DESFABULÁRIO DA INFÂNCIA 10

PAREDINHA PAREDÃO

– Pai, conta uma história.
– De quê?
– De paredinha paredão.
– E o que é isso?
– Aquela parede que eu subo, quando vou lá pra vovó.
– E essa agora!!! Vamos tentar. Era uma vez uma menina...
– Era eu?
– Era. Ela se chamava Júlia. Todo dia ela subia naquela calçada alta que parecia um paredão. Mas quando ela estava lá ensina ela se assustava e começava a dizer: “tô com medo, tô com medo, tô com medo”.
– É porque é muito alto, pai.
– Mas mesmo tendo medo ela pedia todo dia pra subir de novo.
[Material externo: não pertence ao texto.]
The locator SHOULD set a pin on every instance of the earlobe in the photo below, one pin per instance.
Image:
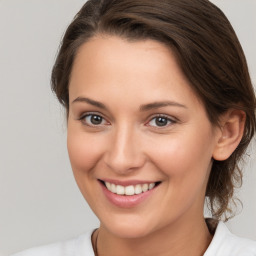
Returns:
(231, 133)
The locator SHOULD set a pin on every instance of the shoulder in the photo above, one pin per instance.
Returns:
(228, 244)
(72, 247)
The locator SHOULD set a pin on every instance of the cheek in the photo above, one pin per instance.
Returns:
(185, 159)
(84, 151)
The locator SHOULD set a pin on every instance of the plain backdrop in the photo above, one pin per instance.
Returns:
(39, 200)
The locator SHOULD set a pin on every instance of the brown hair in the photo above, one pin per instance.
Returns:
(208, 52)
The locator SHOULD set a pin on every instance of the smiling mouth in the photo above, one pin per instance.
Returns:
(129, 190)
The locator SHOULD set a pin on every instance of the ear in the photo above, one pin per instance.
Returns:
(230, 134)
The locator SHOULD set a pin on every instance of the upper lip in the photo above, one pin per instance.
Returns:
(128, 182)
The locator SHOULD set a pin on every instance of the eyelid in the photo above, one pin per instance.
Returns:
(169, 118)
(86, 114)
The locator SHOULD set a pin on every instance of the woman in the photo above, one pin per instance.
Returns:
(160, 109)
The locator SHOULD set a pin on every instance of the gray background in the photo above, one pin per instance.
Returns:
(39, 200)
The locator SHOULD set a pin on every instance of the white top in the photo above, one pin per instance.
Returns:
(224, 243)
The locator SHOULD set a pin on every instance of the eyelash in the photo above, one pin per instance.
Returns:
(169, 120)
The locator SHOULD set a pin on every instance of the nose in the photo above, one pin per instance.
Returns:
(124, 154)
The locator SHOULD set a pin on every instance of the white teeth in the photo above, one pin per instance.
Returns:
(119, 190)
(108, 185)
(151, 185)
(138, 189)
(129, 190)
(113, 188)
(145, 187)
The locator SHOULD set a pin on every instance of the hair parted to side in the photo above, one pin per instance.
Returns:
(207, 50)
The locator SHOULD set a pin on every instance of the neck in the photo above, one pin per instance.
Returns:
(180, 239)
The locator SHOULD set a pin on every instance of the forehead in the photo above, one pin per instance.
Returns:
(108, 65)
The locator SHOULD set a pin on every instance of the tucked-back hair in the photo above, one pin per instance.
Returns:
(207, 50)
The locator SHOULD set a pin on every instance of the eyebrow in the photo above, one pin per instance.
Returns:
(146, 107)
(90, 101)
(160, 104)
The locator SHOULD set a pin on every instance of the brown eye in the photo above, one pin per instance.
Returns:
(160, 121)
(93, 120)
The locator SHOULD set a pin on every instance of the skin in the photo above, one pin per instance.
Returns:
(129, 145)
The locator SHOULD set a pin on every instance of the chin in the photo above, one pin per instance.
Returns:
(128, 227)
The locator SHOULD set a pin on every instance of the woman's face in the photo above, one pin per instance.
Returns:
(134, 123)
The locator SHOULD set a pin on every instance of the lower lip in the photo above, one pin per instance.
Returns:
(124, 201)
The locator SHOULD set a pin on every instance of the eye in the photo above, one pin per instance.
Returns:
(93, 120)
(160, 121)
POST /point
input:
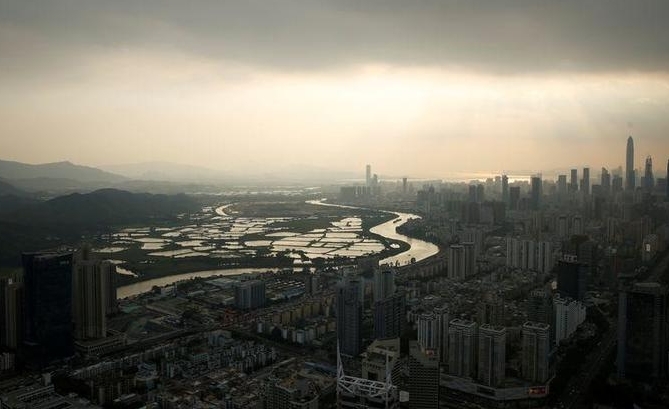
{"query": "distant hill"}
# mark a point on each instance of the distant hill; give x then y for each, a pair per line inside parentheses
(58, 170)
(30, 225)
(7, 189)
(167, 171)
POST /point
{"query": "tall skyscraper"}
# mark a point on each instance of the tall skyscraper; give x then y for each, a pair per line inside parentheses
(389, 316)
(423, 377)
(443, 317)
(349, 316)
(535, 194)
(562, 185)
(11, 313)
(630, 182)
(585, 183)
(250, 294)
(642, 332)
(535, 351)
(456, 262)
(47, 307)
(428, 331)
(648, 179)
(490, 310)
(606, 182)
(573, 182)
(90, 279)
(505, 190)
(492, 355)
(571, 278)
(667, 181)
(470, 258)
(384, 283)
(514, 197)
(569, 314)
(462, 345)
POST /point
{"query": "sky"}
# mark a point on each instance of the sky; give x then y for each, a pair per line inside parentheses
(415, 88)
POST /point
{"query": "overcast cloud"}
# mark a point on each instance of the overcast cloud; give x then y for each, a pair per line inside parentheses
(304, 79)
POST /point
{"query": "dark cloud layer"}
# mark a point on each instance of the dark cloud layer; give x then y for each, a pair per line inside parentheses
(500, 36)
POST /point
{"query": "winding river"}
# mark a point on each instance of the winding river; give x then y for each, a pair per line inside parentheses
(418, 250)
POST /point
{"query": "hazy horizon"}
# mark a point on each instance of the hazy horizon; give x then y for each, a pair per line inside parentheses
(423, 89)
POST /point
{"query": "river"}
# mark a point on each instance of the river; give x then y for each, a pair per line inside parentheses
(418, 249)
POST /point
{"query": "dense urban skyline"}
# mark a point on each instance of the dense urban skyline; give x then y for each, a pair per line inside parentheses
(428, 89)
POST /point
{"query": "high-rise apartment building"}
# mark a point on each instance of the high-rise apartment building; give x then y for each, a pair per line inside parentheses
(428, 331)
(643, 323)
(505, 190)
(535, 340)
(585, 182)
(491, 355)
(443, 317)
(250, 294)
(648, 178)
(423, 377)
(389, 316)
(569, 314)
(572, 277)
(90, 282)
(349, 315)
(535, 192)
(47, 307)
(462, 346)
(630, 177)
(456, 262)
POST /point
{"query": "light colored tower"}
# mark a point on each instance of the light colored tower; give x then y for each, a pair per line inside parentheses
(462, 337)
(536, 347)
(648, 179)
(505, 190)
(629, 165)
(89, 295)
(585, 183)
(492, 355)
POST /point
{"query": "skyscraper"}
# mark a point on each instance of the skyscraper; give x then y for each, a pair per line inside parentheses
(535, 350)
(389, 316)
(11, 310)
(505, 190)
(384, 283)
(585, 183)
(606, 182)
(535, 194)
(562, 185)
(456, 262)
(492, 355)
(250, 294)
(349, 316)
(428, 331)
(573, 185)
(90, 279)
(571, 278)
(462, 336)
(423, 377)
(443, 318)
(648, 179)
(47, 307)
(629, 165)
(642, 332)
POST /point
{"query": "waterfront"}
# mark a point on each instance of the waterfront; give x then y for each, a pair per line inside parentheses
(418, 249)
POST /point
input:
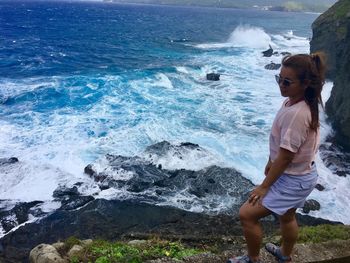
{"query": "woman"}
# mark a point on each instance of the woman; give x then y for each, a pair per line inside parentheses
(290, 172)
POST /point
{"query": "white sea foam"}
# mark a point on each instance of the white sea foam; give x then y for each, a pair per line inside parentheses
(230, 119)
(243, 36)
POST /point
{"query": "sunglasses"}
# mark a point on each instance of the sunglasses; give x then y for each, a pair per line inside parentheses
(283, 81)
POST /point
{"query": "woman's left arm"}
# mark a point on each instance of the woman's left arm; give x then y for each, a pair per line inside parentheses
(284, 158)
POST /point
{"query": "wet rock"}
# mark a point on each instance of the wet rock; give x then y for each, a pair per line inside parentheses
(63, 191)
(311, 205)
(18, 214)
(286, 53)
(11, 160)
(75, 202)
(335, 157)
(268, 52)
(89, 170)
(272, 66)
(319, 187)
(213, 76)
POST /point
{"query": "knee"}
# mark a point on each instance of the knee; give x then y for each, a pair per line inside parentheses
(244, 215)
(288, 218)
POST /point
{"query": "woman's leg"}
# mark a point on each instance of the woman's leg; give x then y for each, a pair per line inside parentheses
(249, 215)
(289, 229)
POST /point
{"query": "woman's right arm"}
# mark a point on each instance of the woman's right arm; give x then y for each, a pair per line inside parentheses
(268, 166)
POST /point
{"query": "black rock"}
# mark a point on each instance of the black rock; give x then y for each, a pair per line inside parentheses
(311, 205)
(272, 66)
(8, 160)
(286, 53)
(268, 53)
(213, 76)
(89, 170)
(75, 202)
(18, 214)
(63, 191)
(319, 187)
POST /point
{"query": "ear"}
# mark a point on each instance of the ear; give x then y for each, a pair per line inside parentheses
(306, 83)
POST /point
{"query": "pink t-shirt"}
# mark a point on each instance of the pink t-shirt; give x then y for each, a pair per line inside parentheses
(290, 130)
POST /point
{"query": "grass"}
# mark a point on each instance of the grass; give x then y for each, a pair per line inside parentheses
(101, 251)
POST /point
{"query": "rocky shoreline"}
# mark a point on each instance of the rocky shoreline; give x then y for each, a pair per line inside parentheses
(140, 216)
(118, 220)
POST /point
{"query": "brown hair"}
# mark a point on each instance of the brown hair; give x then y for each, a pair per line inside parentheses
(310, 70)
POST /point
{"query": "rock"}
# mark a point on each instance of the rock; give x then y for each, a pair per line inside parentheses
(59, 246)
(286, 53)
(44, 253)
(268, 53)
(89, 170)
(75, 202)
(137, 242)
(213, 76)
(18, 214)
(62, 191)
(272, 66)
(319, 187)
(331, 34)
(311, 205)
(335, 158)
(86, 242)
(11, 160)
(75, 251)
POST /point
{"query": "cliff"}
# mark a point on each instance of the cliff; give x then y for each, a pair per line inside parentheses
(331, 33)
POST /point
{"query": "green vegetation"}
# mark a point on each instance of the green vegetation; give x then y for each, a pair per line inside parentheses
(342, 9)
(100, 251)
(112, 252)
(323, 233)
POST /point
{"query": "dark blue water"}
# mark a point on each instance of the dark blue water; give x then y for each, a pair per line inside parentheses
(81, 80)
(60, 38)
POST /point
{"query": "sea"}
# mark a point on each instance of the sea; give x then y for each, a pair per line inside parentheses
(79, 80)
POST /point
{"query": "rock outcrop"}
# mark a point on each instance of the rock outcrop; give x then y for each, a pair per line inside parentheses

Só que um dia ela subiu e começou um vento forte a sopra: FUUHUUU! FUUHUUU! FUHUUU! E o que foi que aconteceu?
– Ela saiu voando.
– Exatamente. Ela voou, e voou, e voou. Feliz da vida ela gritava: “estou voaaandoooo!” Mas aí ela percebeu que sabia como descer e começou a ficar com medo de novo. “Quero descer, alguém me ajude!” E quem é que ia ajuda-la?
– Você, pai!
– E eu entro na história.
– É. Você não é meu pai. Você tem que me salvar.
– Tudo bem. Aí eu corri pra ajudar. E comecei a pular, pular, e pular. Até que eu consegui pegar na mão dela. E puxei pra baixo.
– E aí ela voltou pro chão.
– Foi. E depois disso?
– Depois ela queria voar todo dia pai!
– E eu tinha sempre que salvar?
– É porque ela é criança. Um dia ela vai aprender a descer sozinha.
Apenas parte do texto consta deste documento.